DALI icon indicating copy to clipboard operation
DALI copied to clipboard

DaLi Pipeline is hanged somewhere?

Open ChangXuSunny opened this issue 2 years ago • 1 comments

Hi, I am using DaLi for fast bad images check. In my subprocess, I first download images from website and then evoke DaLi to decode these images. But I found my subprocess is hanged somewhere. This is non-deterministic. And at most of time, it works very well. And it is hard to reproduce the problem.

Below is the example code. My questions are:

  • When Dali Pipeline is built, will Dali produce Child processes? If yes, what should I do to make sure child processes exit safely?
  • If the Pipeline encounters some error (e.g., some images can't be decoded), is it possible at somewhere the process will be hanged?
  • BTW, when encounters bad images, I will delete the pipeline and rebuild, is my code safe enough?

Thanks a lot! Looking forward to your answers!

class DaliChecker:
    def __init__(self, batchsize=1, prefetch=1):
        self.batch_size = batchsize
        self.prefetch = prefetch
        self.device_id = None
        if self.device_id is None:
            self.device = "cpu"
        else:
            self.device = "mixed"
        self.make_pipe()
        self.pipe.build()

    def make_pipe(self):
        self.pipe = Pipeline(batch_size=self.batch_size, num_threads=2, prefetch_queue_depth=self.prefetch, device_id=self.device_id)
        with self.pipe:
            self.files = fn.external_source()
            images = fn.decoders.image(self.files, device=self.device)
            self.pipe.set_outputs(images)

    def feed(self, images):
        self.pipe.feed_input(self.files, images)


def check_bad_img_w_dali(dali_decoder, img_path):
    def dali_check(dali_decoder, img_buffer):
        try:      
            dali_decoder.feed(img_buffer)
            dali_decoder.pipe.run()
            return True, dali_decoder
        except:
            del dali_decoder
            gc.collect()
            dali_decoder = DaliChecker()
            return False, dali_decoder
    try:
        with open(img_path, 'rb') as f:
            img_bytes = f.read()
        img_data = np.frombuffer(img_bytes, dtype=np.uint8)
        status, dali_decoder = dali_check(dali_decoder, [img_data])
        return status, dali_decoder
    except:
        return False, dali_decoder

def download_subprocess(targetlist):
    dali_decoder = DaliChecker()
    for img_url in targetlist:
        #download image from website
        img_path = download(img_url)
        #check whether this image can be decoded by Dali
        status, dali_decoder = check_bad_img_w_dali(dali_decoder, img_path)

if __name__ == '__main__':
    import multiprocessing as mp
    mp.set_start_method('spawn')
    for idx in range(num_workers):
        p = Process(target = download_subprocess, args=(targetlist, ))
        p.daemon = True
        p.start()

ChangXuSunny avatar May 13 '22 02:05 ChangXuSunny

Hi @ChangXuSunny. image_decoder should not hang on bad images.
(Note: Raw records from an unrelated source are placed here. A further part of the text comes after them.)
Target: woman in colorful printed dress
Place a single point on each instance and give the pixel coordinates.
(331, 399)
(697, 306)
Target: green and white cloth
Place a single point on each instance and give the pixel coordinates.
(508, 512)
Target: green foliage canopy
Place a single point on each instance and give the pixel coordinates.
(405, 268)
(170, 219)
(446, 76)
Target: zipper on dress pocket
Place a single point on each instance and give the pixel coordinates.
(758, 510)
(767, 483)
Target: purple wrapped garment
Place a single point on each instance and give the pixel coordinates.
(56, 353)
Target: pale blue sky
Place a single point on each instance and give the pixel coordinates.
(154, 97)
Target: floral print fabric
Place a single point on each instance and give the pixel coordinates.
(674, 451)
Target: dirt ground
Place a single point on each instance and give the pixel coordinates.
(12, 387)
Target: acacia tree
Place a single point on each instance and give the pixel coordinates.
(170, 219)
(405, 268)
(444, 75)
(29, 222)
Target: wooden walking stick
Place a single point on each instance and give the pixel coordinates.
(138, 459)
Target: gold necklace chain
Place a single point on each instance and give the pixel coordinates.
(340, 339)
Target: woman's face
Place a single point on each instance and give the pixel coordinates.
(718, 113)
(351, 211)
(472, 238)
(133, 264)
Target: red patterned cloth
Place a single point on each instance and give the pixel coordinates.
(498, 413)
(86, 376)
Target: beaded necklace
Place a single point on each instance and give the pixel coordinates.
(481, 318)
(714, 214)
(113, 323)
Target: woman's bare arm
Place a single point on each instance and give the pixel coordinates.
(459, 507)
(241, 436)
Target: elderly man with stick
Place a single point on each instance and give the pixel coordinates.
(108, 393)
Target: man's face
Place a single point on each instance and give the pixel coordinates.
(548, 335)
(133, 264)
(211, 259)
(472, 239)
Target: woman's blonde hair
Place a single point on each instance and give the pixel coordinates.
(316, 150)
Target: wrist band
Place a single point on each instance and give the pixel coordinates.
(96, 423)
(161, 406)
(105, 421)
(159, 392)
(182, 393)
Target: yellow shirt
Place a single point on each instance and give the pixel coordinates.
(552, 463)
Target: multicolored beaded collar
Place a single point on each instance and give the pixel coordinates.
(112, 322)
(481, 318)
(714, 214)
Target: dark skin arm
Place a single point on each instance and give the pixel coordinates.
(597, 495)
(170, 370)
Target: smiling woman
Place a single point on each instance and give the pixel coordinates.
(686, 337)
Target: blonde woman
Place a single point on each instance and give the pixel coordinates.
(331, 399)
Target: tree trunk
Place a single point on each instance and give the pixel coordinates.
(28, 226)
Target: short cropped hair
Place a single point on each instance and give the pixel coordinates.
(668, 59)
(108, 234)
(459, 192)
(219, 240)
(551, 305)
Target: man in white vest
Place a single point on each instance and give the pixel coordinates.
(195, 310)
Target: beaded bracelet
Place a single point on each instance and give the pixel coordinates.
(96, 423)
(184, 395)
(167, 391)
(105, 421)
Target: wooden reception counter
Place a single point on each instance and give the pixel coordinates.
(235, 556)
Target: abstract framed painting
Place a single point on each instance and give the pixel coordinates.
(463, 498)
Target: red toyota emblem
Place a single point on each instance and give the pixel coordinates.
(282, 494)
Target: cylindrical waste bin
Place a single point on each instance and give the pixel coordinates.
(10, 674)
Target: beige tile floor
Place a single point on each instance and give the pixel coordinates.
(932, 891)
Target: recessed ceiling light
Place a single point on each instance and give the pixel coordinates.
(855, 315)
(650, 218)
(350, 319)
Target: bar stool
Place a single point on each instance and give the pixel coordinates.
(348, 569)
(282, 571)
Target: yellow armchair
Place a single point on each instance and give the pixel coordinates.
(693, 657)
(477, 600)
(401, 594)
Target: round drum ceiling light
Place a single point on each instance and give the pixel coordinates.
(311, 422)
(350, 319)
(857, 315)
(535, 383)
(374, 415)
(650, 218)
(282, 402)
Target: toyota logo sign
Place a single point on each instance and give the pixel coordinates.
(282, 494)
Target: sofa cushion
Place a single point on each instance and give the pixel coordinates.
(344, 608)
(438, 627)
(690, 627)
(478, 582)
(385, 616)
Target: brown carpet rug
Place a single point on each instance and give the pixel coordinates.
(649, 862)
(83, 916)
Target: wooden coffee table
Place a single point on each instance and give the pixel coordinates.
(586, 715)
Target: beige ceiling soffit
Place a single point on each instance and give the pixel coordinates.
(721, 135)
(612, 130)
In such case, there should be an error (exception). The code you show looks safe to me, it should allow to recover after an error by deleting the pipeline and creating again. I can't think of a reason why your pipeline would hang. If you could provide self-contained reproduction instructions (even if not deterministic) we could give it a run on our end to figure out what is going on. Couple of questions:

  • Does it hang when hitting a bad image? Does it error out first?
  • What kind of bad images are you checking (data corruption?) Thank you.

jantonguirao avatar May 13 '22 07:05 jantonguirao

Closing this issue now. If you still need help, please reopen.

jantonguirao avatar Feb 06 '23 10:02 jantonguirao